1.6. Getting the Computer to Understand You: The Machine Code

I said earlier that a computer program is a list of instructions we write in a programming language the computer understands. The sentence is useful but not entirely true because of this bit:

programming language the computer understands.

This is not entirely true. The reason is that the computer does not understand our source code. We will use a language like C#, Swift, Ruby, or Python, but the chip, the central processing unit or CPU in any computer (laptop, desktop, phone server or game console), the piece of hardware that takes care of running or executing our programs, does not understand our source code at all.

Image

Fig 1.6.1: A quad-core CPU

The only thing the CPU understands is what's called machine code or machine language, which looks like this:

Image

Fig 1.6.2 Machine Code

These are basic instructions like add one number to another number, but now written in a form the computer understands.

Now if looking at this makes your eyes glaze over, that's totally okay. That is an appropriate response. It looks like gibberish. It's intended for machines, not humans, humans, and you do not need to be able to read this.

The vast majority of professional programmers never ever deal with machine code. It is possible to write a program in machine code, and there are a handful of specialized positions where it's a skill but it's not a general programming skill. Writing machine code is incredibly time consuming. It's a long, error prone, painstaking and tedious process.

Not only that machine code is slightly different across every version of every chip and across different hardware.

The entire point of having programming languages is so we don't have to write machine code.

But if we only write source code and the chip only understands machine code, then that would suggest our source code must be converted into machine code before the program can run.

Image

Fig 1.6.3: How source code is converted to machine code

Yes, that must happen. There're two main ways to do it. We will either compile or we will interpret the source code and the difference between compiling and interpreting is not about what happens, but about when does that conversion to machine code happen?

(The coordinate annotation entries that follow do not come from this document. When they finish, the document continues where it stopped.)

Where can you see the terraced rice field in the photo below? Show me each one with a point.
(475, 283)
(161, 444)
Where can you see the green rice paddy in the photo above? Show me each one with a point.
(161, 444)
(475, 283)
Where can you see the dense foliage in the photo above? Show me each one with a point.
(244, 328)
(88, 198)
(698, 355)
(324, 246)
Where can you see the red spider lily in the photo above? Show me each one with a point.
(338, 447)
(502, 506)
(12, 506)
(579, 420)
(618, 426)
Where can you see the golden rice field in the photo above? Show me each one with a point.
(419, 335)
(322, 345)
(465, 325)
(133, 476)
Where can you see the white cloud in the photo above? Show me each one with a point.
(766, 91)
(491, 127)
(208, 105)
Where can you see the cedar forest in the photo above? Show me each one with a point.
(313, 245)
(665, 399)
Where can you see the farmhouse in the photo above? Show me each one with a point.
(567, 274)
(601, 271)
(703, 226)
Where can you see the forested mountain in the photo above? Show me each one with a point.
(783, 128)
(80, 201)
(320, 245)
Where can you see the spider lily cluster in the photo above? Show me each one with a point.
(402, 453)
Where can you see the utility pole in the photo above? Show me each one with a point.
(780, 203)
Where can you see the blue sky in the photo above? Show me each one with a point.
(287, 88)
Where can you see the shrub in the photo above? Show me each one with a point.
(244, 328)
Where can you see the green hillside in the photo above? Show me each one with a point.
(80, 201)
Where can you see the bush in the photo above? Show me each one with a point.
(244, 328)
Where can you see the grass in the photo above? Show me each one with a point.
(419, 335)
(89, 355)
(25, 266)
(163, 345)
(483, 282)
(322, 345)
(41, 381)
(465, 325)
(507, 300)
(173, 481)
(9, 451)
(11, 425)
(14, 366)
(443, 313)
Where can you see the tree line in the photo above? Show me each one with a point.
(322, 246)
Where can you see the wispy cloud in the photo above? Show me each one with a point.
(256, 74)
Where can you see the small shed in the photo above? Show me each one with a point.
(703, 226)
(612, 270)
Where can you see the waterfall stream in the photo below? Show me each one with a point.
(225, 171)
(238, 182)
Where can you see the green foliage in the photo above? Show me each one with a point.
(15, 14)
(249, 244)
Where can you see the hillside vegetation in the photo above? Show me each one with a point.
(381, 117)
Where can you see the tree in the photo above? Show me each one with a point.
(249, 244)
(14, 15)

Here's what I mean. Imagine I've written a simple source code on my computer. I want you to run my new program over on your computer. I've written source code, but your computer needs machine code.

Option number 1: Using a compiler.

I will take care of this by using a compiler. A compiler is a program that goes through my source code file instruction by instruction and converts it into machine code. The compiler spits out a new file containing machine code, so that's something your CPU can actually now understand and run or execute.

Image

Fig 1.6.4: Compilation process

The result of the compilation is called an executable file. After I've compiled it, I just give you that new file and you can run my program. When compiling you won't get my source code because it stays on my machine. You don't even know what programming language I used.

Option number 2: Using an interpreter.

Now for this, I still have my source code, but instead of me compiling it, I just give you a copy of it. You get my source code and that means you need to do the conversion to machine code yourself, and you will use an interpreter to do it.

But that doesn't mean you have to go out and download an interpreter program. You'll often find interpreters bundled inside web browsers or even operating systems themselves, and they will be used automatically.

Image

Fig 1.6.5: The Interpretation process

Probably the most common example of an interpreter is a JavaScript. It is bundled inside every web browser. So, if I just sent you some JavaScript, you can run it because your browser knows how to interpret it. A one big difference is that with an interpreter, this conversion to machine code doesn't happen in advance. It doesn't happen until you decide to run the program on your computer.

At that time the interpreter goes through that source code instructions line-by-line and converts it to machine code instructions as needed and then runs that machine code. It doesn't save it as a separate file.